Examples of inorganic salts include monopotassium phosphate, dipotassium phosphate, magnesium hydrogen phosphate, magnesium sulfate, and sodium chloride.
Examples of other organic nutrient sources include amino acids such as glycine, alanine, serine, threonine, and proline; vitamins such as vitamin B1, vitamin B12, biotin, nicotinamide, pantothenic acid, and vitamin C.
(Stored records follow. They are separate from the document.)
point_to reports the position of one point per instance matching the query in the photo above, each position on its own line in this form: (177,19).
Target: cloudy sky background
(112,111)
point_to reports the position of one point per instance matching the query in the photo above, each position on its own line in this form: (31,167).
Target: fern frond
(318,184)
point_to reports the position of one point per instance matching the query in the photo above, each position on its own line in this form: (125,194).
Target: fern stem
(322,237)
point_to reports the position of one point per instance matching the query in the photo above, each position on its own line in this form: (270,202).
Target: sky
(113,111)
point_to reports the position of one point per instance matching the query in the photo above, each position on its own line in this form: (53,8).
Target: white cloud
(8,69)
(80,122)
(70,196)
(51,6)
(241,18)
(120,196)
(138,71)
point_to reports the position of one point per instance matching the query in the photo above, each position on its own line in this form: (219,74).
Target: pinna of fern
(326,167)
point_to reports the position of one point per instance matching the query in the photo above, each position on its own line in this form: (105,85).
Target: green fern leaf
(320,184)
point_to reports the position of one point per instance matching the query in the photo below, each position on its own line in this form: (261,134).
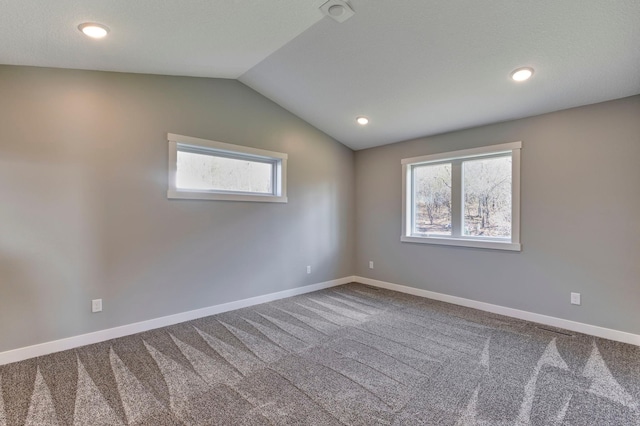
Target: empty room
(312,212)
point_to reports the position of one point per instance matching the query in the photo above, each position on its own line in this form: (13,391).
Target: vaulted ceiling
(413,67)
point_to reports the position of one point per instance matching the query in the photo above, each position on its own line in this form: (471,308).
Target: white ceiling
(414,67)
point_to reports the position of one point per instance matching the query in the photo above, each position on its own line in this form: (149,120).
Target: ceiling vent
(337,10)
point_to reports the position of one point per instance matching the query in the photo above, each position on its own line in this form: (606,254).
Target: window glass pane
(432,199)
(209,172)
(487,197)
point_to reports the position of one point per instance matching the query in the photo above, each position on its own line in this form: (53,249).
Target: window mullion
(456,199)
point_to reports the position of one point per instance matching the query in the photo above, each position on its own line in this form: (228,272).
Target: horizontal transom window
(464,198)
(210,170)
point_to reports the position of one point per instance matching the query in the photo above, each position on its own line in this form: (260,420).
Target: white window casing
(457,236)
(275,162)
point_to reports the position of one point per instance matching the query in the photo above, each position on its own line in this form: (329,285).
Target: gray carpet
(351,355)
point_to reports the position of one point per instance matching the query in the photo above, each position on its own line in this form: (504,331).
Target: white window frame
(221,149)
(456,158)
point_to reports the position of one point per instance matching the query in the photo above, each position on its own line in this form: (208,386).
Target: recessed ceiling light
(522,74)
(93,30)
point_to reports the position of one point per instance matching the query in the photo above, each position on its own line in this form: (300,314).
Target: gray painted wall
(580,218)
(84,213)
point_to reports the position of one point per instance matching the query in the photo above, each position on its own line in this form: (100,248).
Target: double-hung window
(463,198)
(208,170)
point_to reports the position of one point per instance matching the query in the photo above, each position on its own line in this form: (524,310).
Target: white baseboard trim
(41,349)
(593,330)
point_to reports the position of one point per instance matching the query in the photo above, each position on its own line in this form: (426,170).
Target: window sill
(204,195)
(460,242)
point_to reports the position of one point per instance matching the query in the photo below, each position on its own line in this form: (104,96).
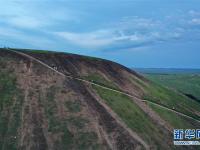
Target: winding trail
(104,87)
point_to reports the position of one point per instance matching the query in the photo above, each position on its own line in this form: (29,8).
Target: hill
(51,100)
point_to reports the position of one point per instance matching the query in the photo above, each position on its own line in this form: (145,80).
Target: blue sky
(135,33)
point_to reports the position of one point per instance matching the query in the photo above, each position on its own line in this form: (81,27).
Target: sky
(135,33)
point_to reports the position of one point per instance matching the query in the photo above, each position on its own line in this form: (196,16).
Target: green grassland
(132,115)
(184,83)
(11,100)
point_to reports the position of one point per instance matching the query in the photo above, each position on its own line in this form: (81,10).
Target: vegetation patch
(98,79)
(185,83)
(174,119)
(11,101)
(171,99)
(131,114)
(73,106)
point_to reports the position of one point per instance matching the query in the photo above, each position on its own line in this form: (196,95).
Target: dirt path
(104,87)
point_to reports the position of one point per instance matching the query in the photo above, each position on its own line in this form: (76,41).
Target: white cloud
(92,39)
(34,14)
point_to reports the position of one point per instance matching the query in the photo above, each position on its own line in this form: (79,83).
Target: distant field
(184,81)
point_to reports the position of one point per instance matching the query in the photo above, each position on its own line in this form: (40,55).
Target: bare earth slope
(42,109)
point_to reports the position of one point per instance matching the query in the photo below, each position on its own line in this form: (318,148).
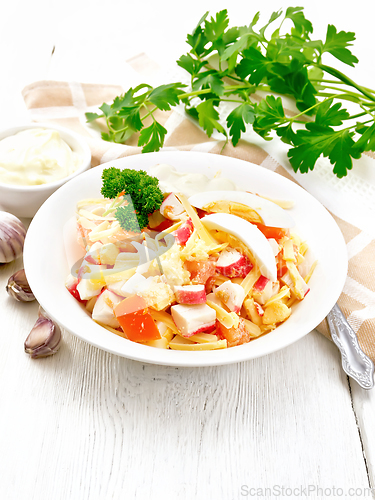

  Recovery of P (3HB-co-3HA) from cells can be performed, for example, by the following method. After completion of the culture, the cells are separated from the culture solution using a centrifuge, the cells are washed with distilled water, methanol, etc., and then dried, and then an organic solvent such as chloroform is used from the dried cells. To extract the copolymer. Next, the bacterial cell component is removed from the organic solvent solution containing the copolymer by filtration or the like, and a poor solvent such as methanol or hexane is added to the filtrate to precipitate the copolymer. The supernatant can be removed from the precipitated copolymer by filtration or centrifugation, and dried to recover the copolymer. The obtained copolymer can be analyzed, for example, by gas chromatography, nuclear magnetic resonance, or the like.

  The content of (R) -3-hydroxybutanoic acid (3HB) in P (3HB-co-3HA) obtained by the production method of the present invention is usually in the range of 68 to 95 mol%. Especially, 477th serine to leucine, threonine or valine, 325th serine to phenylalanine, histidine, isoleucine, leucine, methionine or tyrosine, 130th glutamic acid phenylalanine, isoleucine, valine, tryptophan or In the substitution of tyrosine and 481st glutamine with isoleucine, valine or tryptophan, it is very high at about 80 to 95 mol%. Thus, a copolymer in which about 90 mol% of P (3HB-co-3HA) is composed of 3HB and the remaining about 10 mol% is composed of the medium chain length monomer is particularly excellent in flexibility. Therefore, it is an industrially useful polymer material.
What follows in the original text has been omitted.